Por Ana Milena González Montoya

Este es el único deporte autóctono colombiano, y fueron los Muiscas, habitantes de los departamentos de Cundinamarca y Boyacá, los que empezaron a practicarlo hace 500 años. El tejo consiste en lanzar un disco metálico a un cajón de arcilla de 18 metros de largo, para hacer explotar las “mechas” (pequeños sobres con pólvora) ubicadas en un bocín (círculo metálico enclavado en el centro del cajón) y así sumar puntos. Parece fácil, pero nada de eso.

Ir a jugar al tejo es una tradición que, cada vez, es menos exclusiva de los hombres. Para jugarlo se necesita la misma cantidad de cerveza que siempre, pero menos machismo.  Así lo considera Ana Cristina Garzón Martínez, jugadora profesional de tejo y presidenta de la Fundación Vive Tejo Colombia, quien ha dedicado su vida a la práctica de este deporte y lo considera parte del corazón de su familia. Ana Cristina es médico y combina su profesión con la pasión por este deporte que, según ella, le ha dejado las mejores experiencias como deportista y como persona.

Es una de las voces representantes de las  mujeres en el tejo y afirma que “antes este deporte era más del hombre, era un deporte machista, pero hoy en día las cosas han cambiado. Hay escuelas, ligas e interclubes que están haciendo un gran esfuerzo para que  cada día las mujeres participen mucho más en esta disciplina”.

José Vicente Castro, Secretario General y expresidente de la Federación Colombiana de Tejo (FEDETEJO), ratifica el compromiso y el empeño de la federación en potencializar y promover la participación femenina en el tejo, destacando que las mujeres son más disciplinadas y practican más en la parte deportiva que los hombres, porque “ellos van a jugar pero convierten el entrenamiento en recreación”.

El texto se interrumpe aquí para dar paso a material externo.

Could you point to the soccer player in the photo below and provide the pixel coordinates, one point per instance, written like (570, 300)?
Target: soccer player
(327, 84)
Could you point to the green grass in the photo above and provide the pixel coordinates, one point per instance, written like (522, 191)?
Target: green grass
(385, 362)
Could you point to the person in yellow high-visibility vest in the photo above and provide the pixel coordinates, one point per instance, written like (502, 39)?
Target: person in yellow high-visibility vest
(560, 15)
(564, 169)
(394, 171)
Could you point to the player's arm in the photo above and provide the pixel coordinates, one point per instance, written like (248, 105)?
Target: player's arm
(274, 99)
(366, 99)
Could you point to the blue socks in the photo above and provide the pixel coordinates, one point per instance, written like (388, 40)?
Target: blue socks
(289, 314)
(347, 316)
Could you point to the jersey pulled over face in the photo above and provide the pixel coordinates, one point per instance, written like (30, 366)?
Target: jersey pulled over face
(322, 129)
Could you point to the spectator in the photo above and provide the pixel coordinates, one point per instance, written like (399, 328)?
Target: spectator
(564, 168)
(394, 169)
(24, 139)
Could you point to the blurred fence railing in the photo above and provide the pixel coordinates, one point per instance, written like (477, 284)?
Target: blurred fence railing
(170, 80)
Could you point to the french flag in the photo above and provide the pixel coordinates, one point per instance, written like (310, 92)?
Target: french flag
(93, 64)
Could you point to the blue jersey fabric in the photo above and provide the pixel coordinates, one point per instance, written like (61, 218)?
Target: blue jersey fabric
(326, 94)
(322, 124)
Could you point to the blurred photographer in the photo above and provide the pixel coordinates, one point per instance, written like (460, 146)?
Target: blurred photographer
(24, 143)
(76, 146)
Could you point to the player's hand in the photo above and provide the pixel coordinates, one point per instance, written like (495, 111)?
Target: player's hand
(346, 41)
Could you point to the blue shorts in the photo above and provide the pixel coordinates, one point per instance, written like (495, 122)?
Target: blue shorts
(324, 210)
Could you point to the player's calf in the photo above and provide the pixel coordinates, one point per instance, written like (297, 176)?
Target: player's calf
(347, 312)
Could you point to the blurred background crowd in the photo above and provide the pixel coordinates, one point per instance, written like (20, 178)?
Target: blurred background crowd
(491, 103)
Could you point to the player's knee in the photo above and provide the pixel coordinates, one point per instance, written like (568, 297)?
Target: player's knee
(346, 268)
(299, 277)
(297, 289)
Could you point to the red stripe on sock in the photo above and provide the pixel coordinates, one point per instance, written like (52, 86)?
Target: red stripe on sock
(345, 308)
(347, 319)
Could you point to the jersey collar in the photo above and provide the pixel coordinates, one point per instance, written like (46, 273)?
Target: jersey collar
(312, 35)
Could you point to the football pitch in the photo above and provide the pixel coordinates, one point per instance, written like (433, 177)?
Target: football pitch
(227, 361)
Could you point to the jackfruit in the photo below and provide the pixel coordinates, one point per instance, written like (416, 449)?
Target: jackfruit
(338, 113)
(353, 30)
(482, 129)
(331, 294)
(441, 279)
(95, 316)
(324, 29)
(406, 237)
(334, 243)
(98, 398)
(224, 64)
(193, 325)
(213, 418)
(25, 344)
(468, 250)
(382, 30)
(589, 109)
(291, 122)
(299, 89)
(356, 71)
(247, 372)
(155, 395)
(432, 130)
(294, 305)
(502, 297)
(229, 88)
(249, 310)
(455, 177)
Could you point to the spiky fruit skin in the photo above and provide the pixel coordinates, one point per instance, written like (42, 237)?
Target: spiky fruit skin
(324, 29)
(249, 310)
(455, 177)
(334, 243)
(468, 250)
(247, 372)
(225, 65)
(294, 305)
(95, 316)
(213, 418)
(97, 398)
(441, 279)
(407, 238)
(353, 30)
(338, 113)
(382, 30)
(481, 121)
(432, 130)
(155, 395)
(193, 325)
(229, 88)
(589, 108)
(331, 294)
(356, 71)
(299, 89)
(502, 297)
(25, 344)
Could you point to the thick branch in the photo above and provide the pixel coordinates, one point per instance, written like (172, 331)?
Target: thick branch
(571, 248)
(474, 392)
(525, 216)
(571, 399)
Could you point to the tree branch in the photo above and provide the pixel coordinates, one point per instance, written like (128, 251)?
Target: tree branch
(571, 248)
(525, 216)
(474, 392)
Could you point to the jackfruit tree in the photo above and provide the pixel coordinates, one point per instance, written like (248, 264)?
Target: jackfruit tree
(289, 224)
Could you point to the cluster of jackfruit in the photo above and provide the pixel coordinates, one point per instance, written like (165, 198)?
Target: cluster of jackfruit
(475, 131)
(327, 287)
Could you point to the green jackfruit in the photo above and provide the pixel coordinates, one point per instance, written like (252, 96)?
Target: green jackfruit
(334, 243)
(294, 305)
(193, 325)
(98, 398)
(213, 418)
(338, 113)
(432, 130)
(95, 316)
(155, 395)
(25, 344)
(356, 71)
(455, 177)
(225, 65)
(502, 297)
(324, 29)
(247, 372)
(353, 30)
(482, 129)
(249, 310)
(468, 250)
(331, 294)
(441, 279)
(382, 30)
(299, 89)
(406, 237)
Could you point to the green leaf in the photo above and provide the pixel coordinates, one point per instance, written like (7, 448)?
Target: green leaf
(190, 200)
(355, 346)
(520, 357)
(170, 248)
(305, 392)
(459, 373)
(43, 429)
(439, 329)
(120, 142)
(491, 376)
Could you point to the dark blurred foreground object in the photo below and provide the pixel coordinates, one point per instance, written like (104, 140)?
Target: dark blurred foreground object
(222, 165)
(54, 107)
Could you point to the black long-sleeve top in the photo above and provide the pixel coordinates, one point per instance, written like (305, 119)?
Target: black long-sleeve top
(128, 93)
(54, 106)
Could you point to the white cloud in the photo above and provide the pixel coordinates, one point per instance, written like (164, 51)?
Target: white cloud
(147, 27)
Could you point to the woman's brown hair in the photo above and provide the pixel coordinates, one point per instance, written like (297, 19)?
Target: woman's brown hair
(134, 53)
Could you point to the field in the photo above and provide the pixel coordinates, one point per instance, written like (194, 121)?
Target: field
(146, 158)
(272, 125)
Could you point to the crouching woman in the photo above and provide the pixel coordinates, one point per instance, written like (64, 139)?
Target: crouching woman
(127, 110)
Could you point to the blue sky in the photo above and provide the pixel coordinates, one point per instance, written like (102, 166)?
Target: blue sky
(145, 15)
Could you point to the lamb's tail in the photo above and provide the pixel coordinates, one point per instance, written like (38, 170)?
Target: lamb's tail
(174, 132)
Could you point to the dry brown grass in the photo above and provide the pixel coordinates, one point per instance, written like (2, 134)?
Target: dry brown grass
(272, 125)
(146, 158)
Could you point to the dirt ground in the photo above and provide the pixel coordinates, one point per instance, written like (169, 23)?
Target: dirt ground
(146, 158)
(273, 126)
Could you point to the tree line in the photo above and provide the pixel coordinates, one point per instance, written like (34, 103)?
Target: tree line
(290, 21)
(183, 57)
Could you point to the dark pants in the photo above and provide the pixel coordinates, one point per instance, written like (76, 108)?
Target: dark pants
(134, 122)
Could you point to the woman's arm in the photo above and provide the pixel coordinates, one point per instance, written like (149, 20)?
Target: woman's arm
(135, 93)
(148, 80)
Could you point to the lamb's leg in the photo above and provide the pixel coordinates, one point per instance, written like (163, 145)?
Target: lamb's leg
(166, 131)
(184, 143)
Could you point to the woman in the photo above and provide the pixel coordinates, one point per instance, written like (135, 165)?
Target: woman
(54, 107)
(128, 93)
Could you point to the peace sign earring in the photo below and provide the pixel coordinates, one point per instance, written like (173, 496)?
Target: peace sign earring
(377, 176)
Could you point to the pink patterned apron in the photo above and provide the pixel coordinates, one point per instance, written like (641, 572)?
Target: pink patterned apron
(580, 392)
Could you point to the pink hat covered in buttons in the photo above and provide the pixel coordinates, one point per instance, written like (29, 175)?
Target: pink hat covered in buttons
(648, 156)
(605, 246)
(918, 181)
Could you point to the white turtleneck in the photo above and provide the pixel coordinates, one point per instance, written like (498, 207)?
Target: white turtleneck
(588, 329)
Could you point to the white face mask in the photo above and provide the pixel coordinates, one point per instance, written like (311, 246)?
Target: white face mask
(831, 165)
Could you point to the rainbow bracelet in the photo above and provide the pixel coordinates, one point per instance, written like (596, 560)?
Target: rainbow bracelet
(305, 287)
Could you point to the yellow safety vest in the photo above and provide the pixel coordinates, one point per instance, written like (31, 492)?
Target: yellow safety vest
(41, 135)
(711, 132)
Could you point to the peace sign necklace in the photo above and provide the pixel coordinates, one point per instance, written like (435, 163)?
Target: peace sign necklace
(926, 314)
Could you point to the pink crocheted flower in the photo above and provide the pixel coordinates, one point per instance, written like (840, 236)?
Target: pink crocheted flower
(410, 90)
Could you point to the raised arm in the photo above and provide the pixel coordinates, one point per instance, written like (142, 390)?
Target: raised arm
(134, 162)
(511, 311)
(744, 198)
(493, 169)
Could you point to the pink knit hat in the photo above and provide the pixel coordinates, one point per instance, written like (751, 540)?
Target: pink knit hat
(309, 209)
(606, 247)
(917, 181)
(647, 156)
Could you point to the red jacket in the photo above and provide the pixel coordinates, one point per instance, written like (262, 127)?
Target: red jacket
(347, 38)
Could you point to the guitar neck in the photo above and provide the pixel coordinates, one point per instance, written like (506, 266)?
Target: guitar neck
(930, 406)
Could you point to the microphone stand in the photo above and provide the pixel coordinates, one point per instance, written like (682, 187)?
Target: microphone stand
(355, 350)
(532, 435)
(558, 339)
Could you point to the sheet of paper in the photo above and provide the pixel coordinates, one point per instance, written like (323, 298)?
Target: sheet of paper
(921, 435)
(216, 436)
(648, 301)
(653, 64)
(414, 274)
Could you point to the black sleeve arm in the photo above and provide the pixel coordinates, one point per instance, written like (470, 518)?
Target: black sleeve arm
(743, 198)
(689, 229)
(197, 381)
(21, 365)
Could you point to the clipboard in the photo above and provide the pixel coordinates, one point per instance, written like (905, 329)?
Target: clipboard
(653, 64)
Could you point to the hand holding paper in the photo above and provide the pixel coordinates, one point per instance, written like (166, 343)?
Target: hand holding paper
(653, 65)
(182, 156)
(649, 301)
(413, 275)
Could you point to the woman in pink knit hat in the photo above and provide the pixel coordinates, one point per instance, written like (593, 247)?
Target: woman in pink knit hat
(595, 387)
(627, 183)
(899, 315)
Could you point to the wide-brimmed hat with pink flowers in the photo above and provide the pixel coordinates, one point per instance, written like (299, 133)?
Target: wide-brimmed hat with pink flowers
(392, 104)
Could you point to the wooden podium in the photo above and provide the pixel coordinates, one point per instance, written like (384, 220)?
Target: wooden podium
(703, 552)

Porque eso sí, es preciso aclarar que el tejo está dividido en dos modalidades: el deportivo y el recreativo. El primero es el que está regido por la federación, cuenta con un reglamento específico y se lleva a cabo en coliseos profesionales. El segundo, que es más común, es el que se juega en negocios y clubes de tejo, donde la gente va a pasar el rato.

Ana Cristina Garzón considera que ya no se ve tanta diferencia “porque no es una cuestión de fuerza, toca aprender reglas y ser muy disciplinado y hoy en día las mujeres han hecho que la disciplina sea mayor. Para una competición nacional uno debe estar con los cinco sentidos, y no se puede tomar. Las mujeres aportan al tejo organización y respeto”.

Pero el tejo recreativo no existe sin cerveza. De marca Poker, para ser más exactos, la bebida de la clase popular en Colombia (aquí estratificamos hasta la bebida). Durante muchos años era normal ver canchas de tejos atestadas de hombres bebiendo y jugando, mientras las mujeres se limitaban a mirar, aunque queda mucho por hacer, las cosas están cambiando.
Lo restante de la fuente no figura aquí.